Quels peuvent être des indicateurs d'argumentation ?
1) La présence d'arguments visant à justifier rationnellement la thèse que l'on soutient.
Ces arguments peuvent constituer des exemples, éléments concrets pour illustrer sa thèse, mais ils ne sont jamais définitivement probants, car on peut toujours leur opposer des contre exemples.
Ils peuvent utiliser une structure logique, et faire appel à la causalité ou la finalité, comme dans un raisonnement. Exemples : le syllogisme, qui conclut de deux propositions ; ou le raisonnement hypothético-déductif (si on pose ceci, alors cela). On peut ainsi faire une expérience de pensée (Ex. : et si tout le monde était menteur ? Alors...), où l'on va déduire des conséquences du monde imaginé. On cherche ici la cohérence dans le discours, l'accord avec soi-même, sans raisonner faussement ou se contredire.
2) La présence d'arguments visant à justifier rationnellement son désaccord avec une opinion émise.
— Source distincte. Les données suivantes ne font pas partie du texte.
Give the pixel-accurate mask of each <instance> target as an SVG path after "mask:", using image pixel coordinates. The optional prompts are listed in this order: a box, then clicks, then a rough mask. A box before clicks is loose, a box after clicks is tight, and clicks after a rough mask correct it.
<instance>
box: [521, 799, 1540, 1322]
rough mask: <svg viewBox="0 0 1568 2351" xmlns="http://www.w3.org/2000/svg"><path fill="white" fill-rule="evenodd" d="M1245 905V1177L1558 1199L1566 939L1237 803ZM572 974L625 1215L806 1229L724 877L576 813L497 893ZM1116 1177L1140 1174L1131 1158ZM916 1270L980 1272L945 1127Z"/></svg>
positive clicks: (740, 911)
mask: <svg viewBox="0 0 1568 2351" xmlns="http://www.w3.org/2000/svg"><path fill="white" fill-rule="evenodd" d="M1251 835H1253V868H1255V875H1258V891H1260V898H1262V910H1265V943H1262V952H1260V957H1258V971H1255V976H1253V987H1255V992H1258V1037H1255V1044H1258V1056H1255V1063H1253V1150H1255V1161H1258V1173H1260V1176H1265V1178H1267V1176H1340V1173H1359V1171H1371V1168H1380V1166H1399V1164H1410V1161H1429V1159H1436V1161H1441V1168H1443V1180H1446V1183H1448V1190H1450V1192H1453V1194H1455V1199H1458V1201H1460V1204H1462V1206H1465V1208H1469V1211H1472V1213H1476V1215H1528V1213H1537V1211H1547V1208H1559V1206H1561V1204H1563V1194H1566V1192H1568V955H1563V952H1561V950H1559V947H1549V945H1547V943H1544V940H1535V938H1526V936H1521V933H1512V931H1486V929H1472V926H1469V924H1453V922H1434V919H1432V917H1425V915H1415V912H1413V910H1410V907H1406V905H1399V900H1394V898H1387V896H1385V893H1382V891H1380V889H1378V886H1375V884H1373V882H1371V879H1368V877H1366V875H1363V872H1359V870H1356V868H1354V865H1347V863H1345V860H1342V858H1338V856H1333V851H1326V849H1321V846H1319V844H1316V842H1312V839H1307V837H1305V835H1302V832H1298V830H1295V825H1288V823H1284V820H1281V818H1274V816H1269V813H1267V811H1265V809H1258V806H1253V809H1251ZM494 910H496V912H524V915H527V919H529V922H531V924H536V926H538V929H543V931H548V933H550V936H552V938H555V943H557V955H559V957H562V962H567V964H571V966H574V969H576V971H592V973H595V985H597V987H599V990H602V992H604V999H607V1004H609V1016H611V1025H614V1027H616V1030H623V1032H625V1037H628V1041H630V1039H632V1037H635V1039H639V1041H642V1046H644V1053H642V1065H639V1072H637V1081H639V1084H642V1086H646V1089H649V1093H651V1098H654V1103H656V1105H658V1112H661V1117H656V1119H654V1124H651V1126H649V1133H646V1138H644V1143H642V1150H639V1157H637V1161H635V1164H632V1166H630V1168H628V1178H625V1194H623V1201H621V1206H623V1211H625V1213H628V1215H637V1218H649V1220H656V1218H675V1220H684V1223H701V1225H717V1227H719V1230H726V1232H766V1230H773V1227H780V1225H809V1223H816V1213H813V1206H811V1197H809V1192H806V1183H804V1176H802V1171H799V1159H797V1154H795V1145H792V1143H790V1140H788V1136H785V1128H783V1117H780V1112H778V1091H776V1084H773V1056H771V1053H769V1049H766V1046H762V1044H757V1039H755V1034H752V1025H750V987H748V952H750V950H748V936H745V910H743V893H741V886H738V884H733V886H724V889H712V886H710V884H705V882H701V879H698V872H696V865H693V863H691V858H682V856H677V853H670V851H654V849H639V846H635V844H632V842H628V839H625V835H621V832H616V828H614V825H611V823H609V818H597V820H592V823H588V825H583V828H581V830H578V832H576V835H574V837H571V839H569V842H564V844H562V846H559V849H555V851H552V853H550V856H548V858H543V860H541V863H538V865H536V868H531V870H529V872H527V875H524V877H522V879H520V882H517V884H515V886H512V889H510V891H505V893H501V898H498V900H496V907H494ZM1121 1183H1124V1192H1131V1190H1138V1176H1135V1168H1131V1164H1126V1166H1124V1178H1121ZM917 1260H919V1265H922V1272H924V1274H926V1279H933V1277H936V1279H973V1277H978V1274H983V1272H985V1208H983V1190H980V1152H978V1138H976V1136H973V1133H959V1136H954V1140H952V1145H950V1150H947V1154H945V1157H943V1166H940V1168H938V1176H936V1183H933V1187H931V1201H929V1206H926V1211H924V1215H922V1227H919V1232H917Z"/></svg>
Un moyen de contre argumenter est le contre exemple, qui détruit toute induction abusivement généralisatrice, et a donc statut épistémologique de preuve.
D'un point de vue logique, on peut aussi relever une erreur de raisonnement (sophisme) ou une contradiction chez son interlocuteur.
3) La présence d'arguments visant à se faire des objections à soi-même. C'est le signe manifeste d'une capacité réflexive, celle de pouvoir dialoguer avec soi-même (définition de la pensée philosophique selon Platon).
4) La présence d'arguments visant à répondre rationnellement à une objection que l'on nous fait.
(1) Galichet F., Philosopher à tout âge - Approche interprétative du philosopher, Vrin, 2019.
(2) Jeanmart G., in Tozzi (coord.) Perspectives didactiques en philosophie : éclairages théoriques et historiques, pistes pratiques, Lucas-Lambert, 2019. Charbonnier S. ; Que peut la philosophie, Le Seuil, 2013.
(3) Deleuze G. et Guattari F, Qu'est-ce que la philosophie, Ed. De Minuit, 1972.